More Phil Regan-related goodness. In the 6/29/1968 Sporting News (p16), Braves manager Luman Harris vents about the strange enforcement of new anti-spitball rules that year.

Harris and the Braves claimed that Regan got a substance of some kind from his forehead and put it on the ball.
“He did it every pitch,” said Harris.
But I don’t blame Regan, I don’t blame (Leo) Durocher and I don’t blame the umpires. What he did is legal, the way the rule is today.
“Why, you can set a bucket of water next to the mound and stick your hand in it all day just as long as you don’t go to your mouth.”

Harris is obviously exaggerating there, but let it go, as Harris talks about the new rule that going to the mouth while on the mound is an automatic ball.

“They’re enforcing that, all right,” said Harris. “But you can put stuff in your hair, on your cap or uniform.

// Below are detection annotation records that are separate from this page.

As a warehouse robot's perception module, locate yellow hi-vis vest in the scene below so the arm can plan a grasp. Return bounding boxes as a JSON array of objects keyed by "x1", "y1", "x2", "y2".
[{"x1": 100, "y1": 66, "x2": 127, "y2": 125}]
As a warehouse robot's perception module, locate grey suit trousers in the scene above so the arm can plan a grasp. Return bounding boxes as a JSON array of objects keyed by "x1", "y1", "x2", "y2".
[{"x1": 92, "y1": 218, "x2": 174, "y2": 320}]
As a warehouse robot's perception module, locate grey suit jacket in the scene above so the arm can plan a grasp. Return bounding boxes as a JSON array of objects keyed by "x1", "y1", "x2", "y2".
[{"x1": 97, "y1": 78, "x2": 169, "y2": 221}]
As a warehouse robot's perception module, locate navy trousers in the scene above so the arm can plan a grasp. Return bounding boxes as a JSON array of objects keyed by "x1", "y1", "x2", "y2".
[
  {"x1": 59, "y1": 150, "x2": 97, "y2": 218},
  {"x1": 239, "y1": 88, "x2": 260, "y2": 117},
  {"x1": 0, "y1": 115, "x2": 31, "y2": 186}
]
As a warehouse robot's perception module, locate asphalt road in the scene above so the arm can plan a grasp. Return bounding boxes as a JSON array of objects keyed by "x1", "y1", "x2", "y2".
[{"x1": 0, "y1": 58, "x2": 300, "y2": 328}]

I know what these guys are using – and where they get it. It comes in a tube. But what’s the use of saying anything?”

The interesting thing is that Harris is entirely right: pitchers like Gaylord Perry and Phil Regan, seeing the rules change to focus enforcement on the mouth, figured out how they could continue to throw their “hard slider” and get away with it.

I found writing the book that there were a lot of little hints like this that rewarded more research, or confirmed other suspicions. Sometimes, like here, I could track the rest of Regan’s hijinks until Harris’ remarks fit into a larger puzzle, and sometimes, like with Tommy John, I ended up with nothing substantial enough to put in the book.